There can be no doubt that this is sound doctrine. The use of a deadly weapon cannot of itself prevent a homicide from being reduced to manslaughter. There must also be the absence of hot blood, sudden heat and passion, and sufficient legal provocation. Had the Circuit Judge, in the case before us, so charged in response to the foreman’s question, it is reasonable to suppose that the jury would have felt bound to consider, not simply the fact of the use of a deadly weapon, but the circumstances, if any there were, which provoked the defendant to use his'gun, and whether such circumstances furnished sufficient legal provocation, such as would in law mitigate the guilt to manslaughter. In the record there is evidence tending to show the circumstances under which McIntosh seized his gun, which was at hand, and shot the deceased; Newby’s violent conduct at the breakfast table — breaking dishes with a dipper; his threat, when remonstrated with, that he would “break up McIntosh in the same way;” his following McIntosh, who had quietly left the room; his approaching McIntosh while he had a gun in his hand; his still advancing after the first and *113missing shot had been fired.

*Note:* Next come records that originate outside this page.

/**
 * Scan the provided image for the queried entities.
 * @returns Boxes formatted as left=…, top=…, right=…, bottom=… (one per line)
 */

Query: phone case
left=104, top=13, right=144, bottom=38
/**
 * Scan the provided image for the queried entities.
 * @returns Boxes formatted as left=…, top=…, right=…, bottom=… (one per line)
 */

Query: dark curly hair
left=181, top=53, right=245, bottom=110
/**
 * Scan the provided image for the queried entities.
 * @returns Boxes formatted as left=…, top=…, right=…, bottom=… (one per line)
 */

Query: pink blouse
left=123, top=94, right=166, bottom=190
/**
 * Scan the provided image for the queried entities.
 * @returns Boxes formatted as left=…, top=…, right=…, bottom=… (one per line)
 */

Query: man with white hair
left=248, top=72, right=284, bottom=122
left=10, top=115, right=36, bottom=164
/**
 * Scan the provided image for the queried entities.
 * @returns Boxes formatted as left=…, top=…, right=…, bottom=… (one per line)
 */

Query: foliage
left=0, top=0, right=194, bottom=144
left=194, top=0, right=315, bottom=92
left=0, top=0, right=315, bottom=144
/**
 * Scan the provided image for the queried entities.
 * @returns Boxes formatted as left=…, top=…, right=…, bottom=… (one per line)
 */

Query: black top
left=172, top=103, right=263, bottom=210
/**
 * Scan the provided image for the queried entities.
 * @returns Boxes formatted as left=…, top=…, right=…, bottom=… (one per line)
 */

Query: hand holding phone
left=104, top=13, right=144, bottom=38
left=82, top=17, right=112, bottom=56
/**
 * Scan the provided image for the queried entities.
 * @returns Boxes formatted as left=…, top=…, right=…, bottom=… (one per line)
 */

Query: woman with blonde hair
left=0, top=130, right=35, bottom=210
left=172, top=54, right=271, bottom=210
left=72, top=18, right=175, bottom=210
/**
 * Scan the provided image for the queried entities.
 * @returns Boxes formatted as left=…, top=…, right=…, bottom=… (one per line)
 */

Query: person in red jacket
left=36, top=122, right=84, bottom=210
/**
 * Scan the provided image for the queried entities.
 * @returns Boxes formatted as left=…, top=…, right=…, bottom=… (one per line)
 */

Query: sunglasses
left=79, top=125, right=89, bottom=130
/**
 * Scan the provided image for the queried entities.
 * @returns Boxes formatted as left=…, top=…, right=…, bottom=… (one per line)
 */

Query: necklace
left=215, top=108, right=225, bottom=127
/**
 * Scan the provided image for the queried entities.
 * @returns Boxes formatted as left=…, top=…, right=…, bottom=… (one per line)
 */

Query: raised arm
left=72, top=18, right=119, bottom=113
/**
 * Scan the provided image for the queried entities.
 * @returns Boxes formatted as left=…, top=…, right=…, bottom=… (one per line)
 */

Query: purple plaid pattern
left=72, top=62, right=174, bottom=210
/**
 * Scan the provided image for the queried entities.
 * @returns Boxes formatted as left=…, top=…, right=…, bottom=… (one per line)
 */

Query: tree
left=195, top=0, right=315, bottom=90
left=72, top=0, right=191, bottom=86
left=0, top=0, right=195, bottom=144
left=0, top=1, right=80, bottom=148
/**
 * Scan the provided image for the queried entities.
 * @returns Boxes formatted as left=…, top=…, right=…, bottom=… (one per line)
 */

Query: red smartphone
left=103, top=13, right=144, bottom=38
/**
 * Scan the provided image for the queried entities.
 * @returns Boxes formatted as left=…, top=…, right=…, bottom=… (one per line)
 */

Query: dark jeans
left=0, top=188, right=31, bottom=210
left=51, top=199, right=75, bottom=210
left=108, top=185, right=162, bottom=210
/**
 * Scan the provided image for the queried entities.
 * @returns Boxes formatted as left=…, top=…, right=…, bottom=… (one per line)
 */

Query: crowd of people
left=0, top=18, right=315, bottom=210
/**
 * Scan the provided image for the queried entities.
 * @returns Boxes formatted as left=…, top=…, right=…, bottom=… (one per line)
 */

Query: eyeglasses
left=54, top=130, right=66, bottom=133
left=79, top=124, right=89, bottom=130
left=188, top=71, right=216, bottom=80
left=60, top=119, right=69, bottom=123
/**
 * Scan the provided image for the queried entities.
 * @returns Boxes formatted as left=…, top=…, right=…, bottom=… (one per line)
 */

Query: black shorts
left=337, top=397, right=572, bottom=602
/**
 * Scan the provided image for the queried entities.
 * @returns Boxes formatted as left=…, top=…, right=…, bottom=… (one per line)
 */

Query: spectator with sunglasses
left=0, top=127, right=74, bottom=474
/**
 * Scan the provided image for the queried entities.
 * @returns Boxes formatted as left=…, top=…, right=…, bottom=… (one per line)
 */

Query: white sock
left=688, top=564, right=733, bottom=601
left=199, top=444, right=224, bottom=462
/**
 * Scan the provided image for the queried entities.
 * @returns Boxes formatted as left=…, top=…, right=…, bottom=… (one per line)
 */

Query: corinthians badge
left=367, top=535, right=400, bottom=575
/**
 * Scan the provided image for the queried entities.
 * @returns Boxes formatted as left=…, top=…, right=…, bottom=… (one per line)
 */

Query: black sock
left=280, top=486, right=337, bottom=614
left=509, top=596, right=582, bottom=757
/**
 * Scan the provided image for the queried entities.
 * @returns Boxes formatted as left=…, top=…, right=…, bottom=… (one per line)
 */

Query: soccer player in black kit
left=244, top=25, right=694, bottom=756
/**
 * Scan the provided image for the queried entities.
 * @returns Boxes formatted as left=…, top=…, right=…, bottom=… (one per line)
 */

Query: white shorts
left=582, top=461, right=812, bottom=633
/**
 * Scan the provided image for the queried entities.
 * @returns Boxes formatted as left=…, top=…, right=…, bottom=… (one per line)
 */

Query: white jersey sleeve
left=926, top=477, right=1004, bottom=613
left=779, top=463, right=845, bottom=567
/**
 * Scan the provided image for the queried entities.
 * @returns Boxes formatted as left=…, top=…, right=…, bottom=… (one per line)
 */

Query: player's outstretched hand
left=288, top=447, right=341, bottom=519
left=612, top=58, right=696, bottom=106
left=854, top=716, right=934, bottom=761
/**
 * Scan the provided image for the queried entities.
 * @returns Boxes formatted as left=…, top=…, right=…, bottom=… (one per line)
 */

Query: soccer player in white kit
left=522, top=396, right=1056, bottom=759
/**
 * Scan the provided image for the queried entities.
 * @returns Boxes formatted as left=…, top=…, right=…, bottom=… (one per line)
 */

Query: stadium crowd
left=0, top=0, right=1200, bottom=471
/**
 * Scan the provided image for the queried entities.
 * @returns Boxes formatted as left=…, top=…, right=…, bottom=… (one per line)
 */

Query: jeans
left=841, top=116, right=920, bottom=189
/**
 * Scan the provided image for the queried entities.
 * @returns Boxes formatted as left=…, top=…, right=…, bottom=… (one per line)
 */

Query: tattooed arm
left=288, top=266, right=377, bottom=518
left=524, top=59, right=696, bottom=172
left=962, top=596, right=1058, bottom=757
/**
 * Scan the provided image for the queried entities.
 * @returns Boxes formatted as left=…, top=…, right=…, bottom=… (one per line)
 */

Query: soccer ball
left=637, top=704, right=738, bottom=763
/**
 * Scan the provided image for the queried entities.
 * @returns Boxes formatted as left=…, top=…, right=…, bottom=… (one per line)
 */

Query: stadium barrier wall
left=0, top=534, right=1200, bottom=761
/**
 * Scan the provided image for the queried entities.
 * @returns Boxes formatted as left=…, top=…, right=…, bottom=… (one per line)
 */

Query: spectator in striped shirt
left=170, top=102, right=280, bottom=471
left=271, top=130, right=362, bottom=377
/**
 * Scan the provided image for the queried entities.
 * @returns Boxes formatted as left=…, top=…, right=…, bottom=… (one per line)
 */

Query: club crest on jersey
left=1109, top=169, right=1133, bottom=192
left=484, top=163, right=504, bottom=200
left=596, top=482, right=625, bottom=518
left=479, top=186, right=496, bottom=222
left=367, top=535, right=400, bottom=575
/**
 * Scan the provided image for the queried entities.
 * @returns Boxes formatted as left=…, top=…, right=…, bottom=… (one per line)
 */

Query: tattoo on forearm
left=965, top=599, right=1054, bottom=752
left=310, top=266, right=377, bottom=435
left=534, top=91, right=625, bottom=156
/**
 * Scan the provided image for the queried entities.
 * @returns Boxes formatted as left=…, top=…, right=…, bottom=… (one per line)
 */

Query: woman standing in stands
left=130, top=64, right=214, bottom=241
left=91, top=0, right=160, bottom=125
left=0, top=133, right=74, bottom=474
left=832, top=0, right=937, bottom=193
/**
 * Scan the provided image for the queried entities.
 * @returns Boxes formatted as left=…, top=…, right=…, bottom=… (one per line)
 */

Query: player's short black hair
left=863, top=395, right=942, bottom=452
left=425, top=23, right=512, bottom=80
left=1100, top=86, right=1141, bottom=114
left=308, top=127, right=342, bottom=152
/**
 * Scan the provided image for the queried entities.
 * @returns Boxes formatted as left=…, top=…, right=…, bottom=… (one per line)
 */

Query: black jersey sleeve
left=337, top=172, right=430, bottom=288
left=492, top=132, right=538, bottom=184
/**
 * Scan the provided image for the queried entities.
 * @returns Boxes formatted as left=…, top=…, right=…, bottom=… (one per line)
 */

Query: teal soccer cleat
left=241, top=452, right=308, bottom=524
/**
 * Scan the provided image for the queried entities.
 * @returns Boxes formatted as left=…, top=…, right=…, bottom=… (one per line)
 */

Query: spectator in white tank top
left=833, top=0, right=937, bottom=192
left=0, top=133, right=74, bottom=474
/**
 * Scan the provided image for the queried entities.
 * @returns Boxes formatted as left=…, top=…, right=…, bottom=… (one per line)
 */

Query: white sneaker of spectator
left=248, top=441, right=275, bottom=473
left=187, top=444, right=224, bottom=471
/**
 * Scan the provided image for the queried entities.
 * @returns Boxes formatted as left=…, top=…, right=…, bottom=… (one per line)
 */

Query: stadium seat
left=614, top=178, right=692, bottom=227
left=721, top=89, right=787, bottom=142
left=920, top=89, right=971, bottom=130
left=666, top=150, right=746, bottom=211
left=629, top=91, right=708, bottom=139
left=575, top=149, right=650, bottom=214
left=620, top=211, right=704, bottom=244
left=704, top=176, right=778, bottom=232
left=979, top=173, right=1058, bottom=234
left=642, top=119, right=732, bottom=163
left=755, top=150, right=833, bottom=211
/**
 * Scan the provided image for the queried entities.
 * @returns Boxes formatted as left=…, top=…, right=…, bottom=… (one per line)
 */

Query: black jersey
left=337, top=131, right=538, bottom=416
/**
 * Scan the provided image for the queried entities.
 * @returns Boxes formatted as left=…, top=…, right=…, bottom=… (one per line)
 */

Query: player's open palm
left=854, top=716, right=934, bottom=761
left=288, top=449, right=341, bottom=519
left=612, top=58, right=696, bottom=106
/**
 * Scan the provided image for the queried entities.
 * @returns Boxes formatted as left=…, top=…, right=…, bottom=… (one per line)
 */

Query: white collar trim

Under the judge’s final charge, all these and other circumstances were practically,withdrawn from the consideration of the jury; under the instruction as to an assault with a deadly weapon, the jury were in effect told that, no matter what the circumstances or what the provocation, a fatal assault with a deadly weapon is murder, and can not be manslaughter. The parties were good friends. There was not in the case the remotest intimation of malice from old grudge or other cause, but it was a sudden affray; and, therefore, while concurring with Mr. Justice Pope, I have no hesitation in holding that the defendant’s eleventh exception should be sustained, and a new trial granted on that ground also.